A high-profile criminal has been accused at the High Court of using sham “loans” as a device to feed back to him his own money while he claims he is broke and in debt.

Terry Adams, of London Colney, said that he was too poor to pay back profits from his days of crime and “feels like a ponce” having to live off his “breadwinner” wife Ruth.

The 58-year-old owes £628,497 of a £750,000 confiscation order which was imposed after his conviction at Blackfriars Crown Court in 2007 for conspiring to conceal the proceeds of criminal conduct over a six-year period.

He was also ordered to pay prosecution costs of £50,000 and the £4.6 million bill for his publicly funded defence.

Mr Adams is currently seeking a court-approved “certificate of inadequacy” to show that he does not have sufficient assets to pay back the money sought by the Crown Prosecution Service (CPS) under the confiscation order.

But the CPS said there was “a strong case” that he had “substantial undisclosed assets”.

Kennedy Talbot, representing the CPS, suggested to Mr Adams at London’s High Court that loans said to have been taken out by his wife because times were hard were not genuine.

Cross-examining Mr Adams last week he said: “These are not genuine loans at all. This is just your money being routed to you through fabricated arrangements.”

Denying the accusation, Mr Adams replied that he had continued to say, including from the time he had spent in prison, that he had no money.

Mr Adams asked Mr Talbot: “Now we are here and you are saying we have this money I have not got, but how do I prove this to you?”

He told Mrs Justice Nicola Davies he was relying on money from his wife, adding: “I feel like a ponce because there is no money coming in.”

Mrs Adams told the court that, as well as running an interior design business she was an actor - and had recently finished a run in “Fings Ain’t Wot They Used T’Be” at the Theatre Royal, Stratford East.

Asked whether he knew about his wife’s interior design business, Mr Adams said he did but she kept it “all away from me”

He added that she knew, “I get frustrated I am not bringing in money.

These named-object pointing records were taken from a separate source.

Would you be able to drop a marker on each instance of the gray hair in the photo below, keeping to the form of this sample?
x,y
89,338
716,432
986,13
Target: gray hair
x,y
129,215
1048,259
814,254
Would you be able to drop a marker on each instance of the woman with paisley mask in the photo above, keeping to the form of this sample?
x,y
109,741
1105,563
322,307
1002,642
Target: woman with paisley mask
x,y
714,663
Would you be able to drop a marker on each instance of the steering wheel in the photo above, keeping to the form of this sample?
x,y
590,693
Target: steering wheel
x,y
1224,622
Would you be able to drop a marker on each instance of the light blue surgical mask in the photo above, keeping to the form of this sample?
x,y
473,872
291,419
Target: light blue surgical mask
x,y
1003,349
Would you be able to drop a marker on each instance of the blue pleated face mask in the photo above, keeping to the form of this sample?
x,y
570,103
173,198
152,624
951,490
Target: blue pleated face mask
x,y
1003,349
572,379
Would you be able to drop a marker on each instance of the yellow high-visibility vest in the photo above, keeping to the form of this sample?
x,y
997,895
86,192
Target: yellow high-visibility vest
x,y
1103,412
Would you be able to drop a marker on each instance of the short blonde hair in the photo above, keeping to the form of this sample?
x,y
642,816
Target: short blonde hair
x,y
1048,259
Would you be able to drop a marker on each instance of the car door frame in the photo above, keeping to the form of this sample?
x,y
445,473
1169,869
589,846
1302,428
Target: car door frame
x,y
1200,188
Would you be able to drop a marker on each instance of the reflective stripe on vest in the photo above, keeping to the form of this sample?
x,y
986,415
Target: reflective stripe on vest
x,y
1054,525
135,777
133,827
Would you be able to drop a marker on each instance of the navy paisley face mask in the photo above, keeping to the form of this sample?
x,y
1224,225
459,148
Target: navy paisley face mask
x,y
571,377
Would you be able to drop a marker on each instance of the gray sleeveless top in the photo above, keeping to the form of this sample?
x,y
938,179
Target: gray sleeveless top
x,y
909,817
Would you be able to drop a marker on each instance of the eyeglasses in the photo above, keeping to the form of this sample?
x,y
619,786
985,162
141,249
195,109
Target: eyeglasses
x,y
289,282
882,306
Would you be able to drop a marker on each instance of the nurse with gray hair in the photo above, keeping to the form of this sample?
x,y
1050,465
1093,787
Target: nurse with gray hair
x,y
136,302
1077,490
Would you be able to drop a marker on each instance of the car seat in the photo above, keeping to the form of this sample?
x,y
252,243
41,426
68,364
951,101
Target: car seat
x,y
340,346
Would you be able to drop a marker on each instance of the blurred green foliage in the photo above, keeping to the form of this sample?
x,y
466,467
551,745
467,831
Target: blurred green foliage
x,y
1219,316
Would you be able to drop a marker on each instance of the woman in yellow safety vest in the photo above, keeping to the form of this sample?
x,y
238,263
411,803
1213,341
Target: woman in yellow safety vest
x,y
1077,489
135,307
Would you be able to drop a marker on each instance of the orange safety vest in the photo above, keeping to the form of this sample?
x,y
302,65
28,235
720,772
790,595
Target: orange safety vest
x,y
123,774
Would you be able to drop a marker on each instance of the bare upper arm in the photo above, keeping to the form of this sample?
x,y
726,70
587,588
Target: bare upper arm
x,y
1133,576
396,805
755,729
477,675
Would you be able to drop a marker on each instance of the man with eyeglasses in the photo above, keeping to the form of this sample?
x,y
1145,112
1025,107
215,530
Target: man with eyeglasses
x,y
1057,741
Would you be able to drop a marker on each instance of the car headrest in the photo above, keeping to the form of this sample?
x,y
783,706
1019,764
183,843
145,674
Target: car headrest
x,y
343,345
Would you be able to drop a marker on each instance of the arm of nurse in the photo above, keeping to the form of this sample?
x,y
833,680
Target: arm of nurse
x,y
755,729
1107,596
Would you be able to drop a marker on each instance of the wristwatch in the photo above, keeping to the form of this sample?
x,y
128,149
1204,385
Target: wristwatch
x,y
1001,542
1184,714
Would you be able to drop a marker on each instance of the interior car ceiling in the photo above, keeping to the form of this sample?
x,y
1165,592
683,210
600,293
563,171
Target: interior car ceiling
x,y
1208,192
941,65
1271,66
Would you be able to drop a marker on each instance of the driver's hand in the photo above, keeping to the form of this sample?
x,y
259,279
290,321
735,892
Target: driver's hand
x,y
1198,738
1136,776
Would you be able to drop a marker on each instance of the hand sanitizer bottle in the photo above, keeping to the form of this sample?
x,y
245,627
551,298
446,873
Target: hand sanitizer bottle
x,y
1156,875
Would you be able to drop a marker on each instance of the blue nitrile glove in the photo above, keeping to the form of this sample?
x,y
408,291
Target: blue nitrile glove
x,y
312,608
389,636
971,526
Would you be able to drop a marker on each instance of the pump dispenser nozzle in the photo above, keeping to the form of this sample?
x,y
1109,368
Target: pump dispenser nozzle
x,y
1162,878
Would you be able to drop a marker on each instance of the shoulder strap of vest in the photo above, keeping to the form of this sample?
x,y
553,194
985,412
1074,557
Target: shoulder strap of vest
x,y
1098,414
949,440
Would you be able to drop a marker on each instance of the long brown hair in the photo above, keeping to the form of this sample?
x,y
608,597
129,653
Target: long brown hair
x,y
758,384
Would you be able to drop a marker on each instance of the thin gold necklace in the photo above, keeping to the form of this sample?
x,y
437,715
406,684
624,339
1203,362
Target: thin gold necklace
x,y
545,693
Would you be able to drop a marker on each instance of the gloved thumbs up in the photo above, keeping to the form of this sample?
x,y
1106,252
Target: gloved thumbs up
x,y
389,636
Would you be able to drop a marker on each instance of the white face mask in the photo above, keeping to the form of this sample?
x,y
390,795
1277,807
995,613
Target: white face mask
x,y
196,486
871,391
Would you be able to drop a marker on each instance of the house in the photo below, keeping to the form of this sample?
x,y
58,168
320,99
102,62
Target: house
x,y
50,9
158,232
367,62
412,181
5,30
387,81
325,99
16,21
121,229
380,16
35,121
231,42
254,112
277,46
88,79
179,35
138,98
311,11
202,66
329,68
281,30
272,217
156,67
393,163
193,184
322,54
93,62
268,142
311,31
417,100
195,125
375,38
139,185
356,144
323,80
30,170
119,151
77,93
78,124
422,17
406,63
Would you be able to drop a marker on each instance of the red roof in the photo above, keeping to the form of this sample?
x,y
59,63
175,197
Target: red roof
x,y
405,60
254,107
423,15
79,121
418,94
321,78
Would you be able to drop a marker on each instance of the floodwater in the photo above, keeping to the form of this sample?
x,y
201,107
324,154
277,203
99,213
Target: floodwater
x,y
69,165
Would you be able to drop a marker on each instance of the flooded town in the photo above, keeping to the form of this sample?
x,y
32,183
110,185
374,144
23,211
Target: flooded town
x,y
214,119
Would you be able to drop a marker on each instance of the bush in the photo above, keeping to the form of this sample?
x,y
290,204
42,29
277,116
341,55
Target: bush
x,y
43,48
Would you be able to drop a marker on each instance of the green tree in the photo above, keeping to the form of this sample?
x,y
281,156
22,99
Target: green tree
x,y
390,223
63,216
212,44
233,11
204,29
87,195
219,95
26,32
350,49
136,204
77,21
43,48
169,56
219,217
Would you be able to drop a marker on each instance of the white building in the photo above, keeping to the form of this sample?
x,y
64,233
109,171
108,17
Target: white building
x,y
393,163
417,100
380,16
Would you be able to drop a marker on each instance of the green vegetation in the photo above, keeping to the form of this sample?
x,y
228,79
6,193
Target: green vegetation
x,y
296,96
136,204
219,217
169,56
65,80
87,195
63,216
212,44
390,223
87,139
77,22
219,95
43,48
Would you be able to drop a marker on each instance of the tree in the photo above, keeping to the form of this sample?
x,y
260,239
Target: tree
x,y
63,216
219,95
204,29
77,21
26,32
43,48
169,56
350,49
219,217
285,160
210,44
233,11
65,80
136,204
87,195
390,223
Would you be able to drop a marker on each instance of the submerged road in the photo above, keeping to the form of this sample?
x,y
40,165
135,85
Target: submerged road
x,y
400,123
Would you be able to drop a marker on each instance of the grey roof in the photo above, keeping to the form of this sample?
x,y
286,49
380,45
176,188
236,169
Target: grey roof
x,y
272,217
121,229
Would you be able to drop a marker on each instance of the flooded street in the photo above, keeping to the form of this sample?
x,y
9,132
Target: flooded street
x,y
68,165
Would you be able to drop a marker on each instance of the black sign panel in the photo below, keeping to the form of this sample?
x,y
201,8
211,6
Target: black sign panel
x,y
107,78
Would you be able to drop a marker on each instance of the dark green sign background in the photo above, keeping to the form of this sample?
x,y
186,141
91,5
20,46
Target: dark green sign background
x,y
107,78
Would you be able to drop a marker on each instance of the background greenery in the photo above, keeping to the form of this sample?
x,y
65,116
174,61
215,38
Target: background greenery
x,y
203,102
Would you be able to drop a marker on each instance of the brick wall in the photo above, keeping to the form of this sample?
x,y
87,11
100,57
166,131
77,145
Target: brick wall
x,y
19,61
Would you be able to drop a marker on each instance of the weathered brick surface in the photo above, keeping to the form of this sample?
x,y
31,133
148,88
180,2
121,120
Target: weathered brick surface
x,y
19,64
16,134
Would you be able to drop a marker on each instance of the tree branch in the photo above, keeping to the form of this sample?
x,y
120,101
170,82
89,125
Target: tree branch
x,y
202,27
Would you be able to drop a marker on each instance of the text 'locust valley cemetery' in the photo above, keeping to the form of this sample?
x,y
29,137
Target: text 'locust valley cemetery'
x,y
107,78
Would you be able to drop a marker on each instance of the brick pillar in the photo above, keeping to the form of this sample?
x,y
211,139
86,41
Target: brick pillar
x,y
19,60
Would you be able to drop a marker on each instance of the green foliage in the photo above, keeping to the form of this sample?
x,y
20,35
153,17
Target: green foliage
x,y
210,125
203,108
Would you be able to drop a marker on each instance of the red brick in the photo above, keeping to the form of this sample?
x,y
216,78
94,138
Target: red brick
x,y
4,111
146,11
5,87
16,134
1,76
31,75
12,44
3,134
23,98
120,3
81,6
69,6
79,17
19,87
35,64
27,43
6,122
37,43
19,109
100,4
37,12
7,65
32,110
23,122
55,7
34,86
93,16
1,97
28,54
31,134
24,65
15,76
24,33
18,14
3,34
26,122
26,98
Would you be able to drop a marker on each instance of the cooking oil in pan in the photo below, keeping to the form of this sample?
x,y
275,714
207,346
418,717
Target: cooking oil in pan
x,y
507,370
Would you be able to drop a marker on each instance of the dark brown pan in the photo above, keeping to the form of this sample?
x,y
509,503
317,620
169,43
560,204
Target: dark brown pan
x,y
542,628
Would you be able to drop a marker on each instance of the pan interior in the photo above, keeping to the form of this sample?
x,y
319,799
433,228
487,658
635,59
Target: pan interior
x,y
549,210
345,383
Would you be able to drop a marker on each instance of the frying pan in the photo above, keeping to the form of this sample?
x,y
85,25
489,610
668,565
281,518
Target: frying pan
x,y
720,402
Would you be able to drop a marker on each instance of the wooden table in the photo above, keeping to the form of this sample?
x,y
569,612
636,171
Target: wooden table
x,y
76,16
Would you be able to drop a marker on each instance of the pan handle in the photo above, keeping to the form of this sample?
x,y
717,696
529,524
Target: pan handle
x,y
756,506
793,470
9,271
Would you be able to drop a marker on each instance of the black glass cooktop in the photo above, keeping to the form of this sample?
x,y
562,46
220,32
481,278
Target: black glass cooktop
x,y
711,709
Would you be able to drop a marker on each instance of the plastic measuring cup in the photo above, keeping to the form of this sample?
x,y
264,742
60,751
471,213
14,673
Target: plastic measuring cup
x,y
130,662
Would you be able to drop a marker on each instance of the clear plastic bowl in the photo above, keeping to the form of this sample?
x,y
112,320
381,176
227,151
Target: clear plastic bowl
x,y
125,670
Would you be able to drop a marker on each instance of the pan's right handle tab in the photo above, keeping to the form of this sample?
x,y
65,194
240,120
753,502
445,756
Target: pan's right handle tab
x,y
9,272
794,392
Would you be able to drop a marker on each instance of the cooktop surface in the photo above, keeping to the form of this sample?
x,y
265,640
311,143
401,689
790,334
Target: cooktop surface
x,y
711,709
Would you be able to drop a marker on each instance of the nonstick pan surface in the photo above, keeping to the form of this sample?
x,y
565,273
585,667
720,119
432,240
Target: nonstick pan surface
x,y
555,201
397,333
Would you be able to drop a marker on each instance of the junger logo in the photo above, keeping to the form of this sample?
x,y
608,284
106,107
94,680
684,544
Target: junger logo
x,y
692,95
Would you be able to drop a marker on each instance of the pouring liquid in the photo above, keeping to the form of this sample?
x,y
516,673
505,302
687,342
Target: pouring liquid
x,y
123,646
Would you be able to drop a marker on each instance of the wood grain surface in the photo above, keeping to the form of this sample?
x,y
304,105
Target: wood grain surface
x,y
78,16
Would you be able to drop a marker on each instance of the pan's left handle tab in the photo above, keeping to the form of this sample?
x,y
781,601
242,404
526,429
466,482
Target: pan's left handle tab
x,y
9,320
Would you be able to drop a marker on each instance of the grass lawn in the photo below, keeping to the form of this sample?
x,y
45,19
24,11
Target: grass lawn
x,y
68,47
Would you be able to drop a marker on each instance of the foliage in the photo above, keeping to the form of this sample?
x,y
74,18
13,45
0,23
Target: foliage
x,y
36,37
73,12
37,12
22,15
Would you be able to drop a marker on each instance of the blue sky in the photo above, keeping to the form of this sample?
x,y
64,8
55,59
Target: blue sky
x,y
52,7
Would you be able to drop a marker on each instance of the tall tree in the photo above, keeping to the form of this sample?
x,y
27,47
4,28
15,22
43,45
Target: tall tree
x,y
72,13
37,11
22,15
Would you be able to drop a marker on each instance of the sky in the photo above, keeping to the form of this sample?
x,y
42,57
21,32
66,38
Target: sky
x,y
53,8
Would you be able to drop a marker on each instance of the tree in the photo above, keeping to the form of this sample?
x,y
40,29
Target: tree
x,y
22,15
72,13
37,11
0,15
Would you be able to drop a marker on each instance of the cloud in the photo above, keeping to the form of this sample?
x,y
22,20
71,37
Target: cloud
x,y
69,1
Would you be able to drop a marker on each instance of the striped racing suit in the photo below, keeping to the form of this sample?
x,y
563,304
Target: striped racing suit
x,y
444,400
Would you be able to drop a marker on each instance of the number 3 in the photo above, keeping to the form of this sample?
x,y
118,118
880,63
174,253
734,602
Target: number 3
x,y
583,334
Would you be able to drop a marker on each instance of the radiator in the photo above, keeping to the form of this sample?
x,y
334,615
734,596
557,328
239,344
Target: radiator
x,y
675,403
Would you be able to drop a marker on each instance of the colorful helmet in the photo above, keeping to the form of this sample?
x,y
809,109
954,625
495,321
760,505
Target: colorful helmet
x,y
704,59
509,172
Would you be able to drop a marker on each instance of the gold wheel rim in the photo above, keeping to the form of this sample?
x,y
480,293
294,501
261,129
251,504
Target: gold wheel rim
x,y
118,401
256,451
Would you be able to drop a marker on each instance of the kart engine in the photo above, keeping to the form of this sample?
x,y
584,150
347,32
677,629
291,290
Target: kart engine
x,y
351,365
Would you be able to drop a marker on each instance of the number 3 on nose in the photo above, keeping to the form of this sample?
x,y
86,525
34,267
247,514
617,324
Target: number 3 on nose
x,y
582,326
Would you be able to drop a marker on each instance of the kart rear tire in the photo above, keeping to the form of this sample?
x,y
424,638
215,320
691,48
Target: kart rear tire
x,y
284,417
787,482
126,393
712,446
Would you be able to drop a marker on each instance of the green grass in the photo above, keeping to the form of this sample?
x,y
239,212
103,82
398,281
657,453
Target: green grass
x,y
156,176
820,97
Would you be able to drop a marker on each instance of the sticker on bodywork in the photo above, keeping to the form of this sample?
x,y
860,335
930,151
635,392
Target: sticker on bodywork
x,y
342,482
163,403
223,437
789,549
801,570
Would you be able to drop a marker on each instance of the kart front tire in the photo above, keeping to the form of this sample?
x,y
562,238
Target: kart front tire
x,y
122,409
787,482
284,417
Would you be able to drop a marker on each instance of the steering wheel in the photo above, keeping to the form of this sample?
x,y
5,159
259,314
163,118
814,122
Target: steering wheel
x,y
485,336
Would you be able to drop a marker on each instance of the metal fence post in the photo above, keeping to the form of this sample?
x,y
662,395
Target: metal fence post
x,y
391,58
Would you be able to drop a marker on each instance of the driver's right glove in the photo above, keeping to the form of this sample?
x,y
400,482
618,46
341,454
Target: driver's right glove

She is the breadwinner, not me and it is difficult for me.”

The CPS said that Mr and Mrs Adams’ average “identifiable” spending in the three years from September 2010-2013 was £97,000 per annum - “nearly four times the national average”.

That type of spending was “inconsistent” with his claim of having no assets and of being reliant on friends and family loans for living expenses, Mr Talbot told the court.

The court heard from the CPS that, for example, Mrs Adams had spent £12,044 on dental treatment and £2,500 on a dietary programme during three months in 2013.

In June 2010 she bought a spa membership at a North London country club for £3,850.

The couple had also spent nearly £15,000 on flights, hotels, restaurants and entertainment from August 2009 to September 2013.

Mr Talbot argued that the evidence showed a pattern of behaviour that was “entirely consistent with the original criminal case against [Mr Adams] of concealing his assets through associates and using sham companies to provide an apparent form of legitimate income”.

Mr Adams has been described in the courts as once heading one of the most feared organised criminal gangs in the UK.

A judge had previously said he had accumulated a “considerable fortune” from his life as “a highly successful career criminal” over a significant period of time.

The civil hearing is continuing.

It is understood that N1 Angel Ltd, Mrs Adams’ clothing label, is registered to a flat at The Clock Tower, Goldring Way, in London Colney.